BUG: correctly pad netCDF files with null bytes

Per the netCDF spec, variable names and attributes should be padded with null padding to the nearest 4-byte boundary, but scipy has been padding with b'0' instead: http://www.unidata.ucar.edu/software/netcdf/docs/file_format_specifications.html This surfaced recently after the netCDF-C library added more stringent checks in version 4.5.0 which rendered it unable to read files written with SciPy: Unidata/netcdf-c#657 This change to netCDF-C is likely going to be rolled back, but it's still a good idea for us to write compliant files. Apparently there are other netCDF implementations that also insist on padding with nulls.
shoyer · Nov 18, 2017 · 7f53fc5 · 7f53fc5
1 parent 73f723a
commit 7f53fc5
Showing 1 changed file with 12 additions and 8 deletions.
diff --git a/scipy/io/netcdf.py b/scipy/io/netcdf.py
@@ -429,7 +429,7 @@ def _write_att_array(self, attributes):
             self._pack_int(len(attributes))
             for name, values in attributes.items():
                 self._pack_string(name)
-                self._write_values(values)
+                self._write_att_values(values)
         else:
             self.fp.write(ABSENT)
 
@@ -496,6 +496,10 @@ def _write_var_metadata(self, name):
     def _write_var_data(self, name):
         var = self.variables[name]
 
+        # TODO: for full compliance with the netCDF spec, use _FillValue for
+        # padding instead of instead of always using using the null byte.

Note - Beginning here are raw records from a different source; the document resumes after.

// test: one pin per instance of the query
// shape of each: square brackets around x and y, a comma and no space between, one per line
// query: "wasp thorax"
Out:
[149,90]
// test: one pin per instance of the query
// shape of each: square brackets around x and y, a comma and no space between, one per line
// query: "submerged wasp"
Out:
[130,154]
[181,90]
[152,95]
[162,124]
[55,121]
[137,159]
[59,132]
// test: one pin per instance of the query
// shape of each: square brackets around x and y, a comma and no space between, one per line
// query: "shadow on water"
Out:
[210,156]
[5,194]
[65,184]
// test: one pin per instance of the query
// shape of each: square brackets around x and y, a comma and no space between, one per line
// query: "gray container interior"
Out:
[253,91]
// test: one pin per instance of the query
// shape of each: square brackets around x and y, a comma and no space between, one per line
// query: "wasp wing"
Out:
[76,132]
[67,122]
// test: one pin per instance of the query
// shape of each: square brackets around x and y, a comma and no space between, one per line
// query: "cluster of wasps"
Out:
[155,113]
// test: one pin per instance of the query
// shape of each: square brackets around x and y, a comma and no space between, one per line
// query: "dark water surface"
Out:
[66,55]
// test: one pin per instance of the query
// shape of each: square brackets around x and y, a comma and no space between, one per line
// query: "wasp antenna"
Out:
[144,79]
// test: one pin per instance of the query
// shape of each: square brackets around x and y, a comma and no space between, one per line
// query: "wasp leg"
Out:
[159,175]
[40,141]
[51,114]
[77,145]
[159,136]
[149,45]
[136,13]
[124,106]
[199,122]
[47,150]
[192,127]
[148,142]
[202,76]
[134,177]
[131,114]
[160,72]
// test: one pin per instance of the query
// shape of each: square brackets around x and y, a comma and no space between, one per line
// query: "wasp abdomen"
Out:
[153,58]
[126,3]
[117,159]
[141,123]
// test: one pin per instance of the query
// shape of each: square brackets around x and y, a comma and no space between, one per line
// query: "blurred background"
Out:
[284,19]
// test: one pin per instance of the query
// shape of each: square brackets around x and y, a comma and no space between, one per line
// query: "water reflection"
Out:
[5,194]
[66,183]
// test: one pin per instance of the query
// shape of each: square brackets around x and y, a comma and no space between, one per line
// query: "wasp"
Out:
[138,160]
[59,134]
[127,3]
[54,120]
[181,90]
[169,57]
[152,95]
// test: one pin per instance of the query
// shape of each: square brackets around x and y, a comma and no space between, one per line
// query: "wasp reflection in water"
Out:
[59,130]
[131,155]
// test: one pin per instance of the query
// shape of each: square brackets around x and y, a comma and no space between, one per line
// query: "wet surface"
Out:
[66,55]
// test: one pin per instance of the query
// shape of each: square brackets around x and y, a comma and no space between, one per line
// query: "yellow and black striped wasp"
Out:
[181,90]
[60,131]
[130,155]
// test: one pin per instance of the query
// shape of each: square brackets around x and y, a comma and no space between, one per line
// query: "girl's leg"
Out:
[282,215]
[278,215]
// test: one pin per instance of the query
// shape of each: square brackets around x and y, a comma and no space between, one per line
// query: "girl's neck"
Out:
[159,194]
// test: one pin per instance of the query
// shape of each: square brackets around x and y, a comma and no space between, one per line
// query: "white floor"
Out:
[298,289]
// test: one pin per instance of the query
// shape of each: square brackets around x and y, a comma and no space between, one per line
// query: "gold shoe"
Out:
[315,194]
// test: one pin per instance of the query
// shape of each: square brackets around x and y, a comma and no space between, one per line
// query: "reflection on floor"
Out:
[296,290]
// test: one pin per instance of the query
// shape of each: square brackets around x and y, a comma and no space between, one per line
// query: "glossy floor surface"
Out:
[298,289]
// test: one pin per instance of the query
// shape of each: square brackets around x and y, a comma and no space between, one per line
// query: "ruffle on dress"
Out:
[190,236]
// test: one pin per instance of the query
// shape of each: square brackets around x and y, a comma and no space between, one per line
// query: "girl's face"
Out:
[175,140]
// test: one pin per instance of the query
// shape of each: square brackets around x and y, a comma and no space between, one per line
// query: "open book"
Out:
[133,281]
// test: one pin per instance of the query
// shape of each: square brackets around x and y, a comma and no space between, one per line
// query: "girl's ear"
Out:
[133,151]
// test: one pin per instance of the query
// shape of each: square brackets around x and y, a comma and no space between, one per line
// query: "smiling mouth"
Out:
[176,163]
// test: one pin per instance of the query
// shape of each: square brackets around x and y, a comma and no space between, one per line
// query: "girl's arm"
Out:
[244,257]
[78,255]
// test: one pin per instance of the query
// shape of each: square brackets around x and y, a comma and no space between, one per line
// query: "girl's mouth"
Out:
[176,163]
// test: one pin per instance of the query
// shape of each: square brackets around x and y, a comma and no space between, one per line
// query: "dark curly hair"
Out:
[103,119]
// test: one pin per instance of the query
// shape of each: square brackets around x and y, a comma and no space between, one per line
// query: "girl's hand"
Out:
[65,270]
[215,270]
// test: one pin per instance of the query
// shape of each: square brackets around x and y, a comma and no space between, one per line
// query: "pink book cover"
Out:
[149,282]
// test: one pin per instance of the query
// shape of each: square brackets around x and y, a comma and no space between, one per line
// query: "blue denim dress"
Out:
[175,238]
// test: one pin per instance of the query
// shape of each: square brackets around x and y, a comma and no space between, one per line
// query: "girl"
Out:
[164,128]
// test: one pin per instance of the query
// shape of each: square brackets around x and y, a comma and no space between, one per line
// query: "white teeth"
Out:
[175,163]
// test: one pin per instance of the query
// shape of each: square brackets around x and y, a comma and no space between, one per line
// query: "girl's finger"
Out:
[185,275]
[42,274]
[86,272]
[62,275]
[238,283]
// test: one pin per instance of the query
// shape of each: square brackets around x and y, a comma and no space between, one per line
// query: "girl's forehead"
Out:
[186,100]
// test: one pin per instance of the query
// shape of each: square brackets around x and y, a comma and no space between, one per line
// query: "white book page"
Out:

+        encoded_fill_value = b'\x00'
+
         # Set begin in file header.
         the_beguine = self.fp.tell()
         self.fp.seek(var._begin)
@@ -506,7 +510,7 @@ def _write_var_data(self, name):
         if not var.isrec:
             self.fp.write(var.data.tostring())
             count = var.data.size * var.data.itemsize
-            self.fp.write(b'0' * (var._vsize - count))
+            self.fp.write(encoded_fill_value * (var._vsize - count))
         else:  # record variable
             # Handle rec vars with shape[0] < nrecs.
             if self._recs > len(var.data):
@@ -529,12 +533,12 @@ def _write_var_data(self, name):
                 self.fp.write(rec.tostring())
                 # Padding
                 count = rec.size * rec.itemsize
-                self.fp.write(b'0' * (var._vsize - count))
+                self.fp.write(encoded_fill_value * (var._vsize - count))
                 pos += self._recsize
                 self.fp.seek(pos)
             self.fp.seek(pos0 + var._vsize)
 
-    def _write_values(self, values):
+    def _write_att_values(self, values):
         if hasattr(values, 'dtype'):
             nc_type = REVERSE[values.dtype.char, values.dtype.itemsize]
         else:
@@ -576,7 +580,7 @@ def _write_values(self, values):
             values = values.byteswap()
         self.fp.write(values.tostring())
         count = values.size * values.itemsize
-        self.fp.write(b'0' * (-count % 4))  # pad
+        self.fp.write(b'\x00' * (-count % 4))  # pad
 
     def _read(self):
         # Check magic bytes and version
@@ -620,7 +624,7 @@ def _read_att_array(self):
         attributes = OrderedDict()
         for attr in range(count):
             name = asstr(self._unpack_string())
-            attributes[name] = self._read_values()
+            attributes[name] = self._read_att_values()
         return attributes
 
     def _read_var_array(self):
@@ -732,7 +736,7 @@ def _read_var(self):
 
         return name, dimensions, shape, attributes, typecode, size, dtype_, begin, vsize
 
-    def _read_values(self):
+    def _read_att_values(self):
         nc_type = self.fp.read(4)
         n = self._unpack_int()
 
@@ -774,7 +778,7 @@ def _pack_string(self, s):
         count = len(s)
         self._pack_int(count)
         self.fp.write(asbytes(s))
-        self.fp.write(b'0' * (-count % 4))  # pad
+        self.fp.write(b'\x00' * (-count % 4))  # pad
 
     def _unpack_string(self):
         count = self._unpack_int()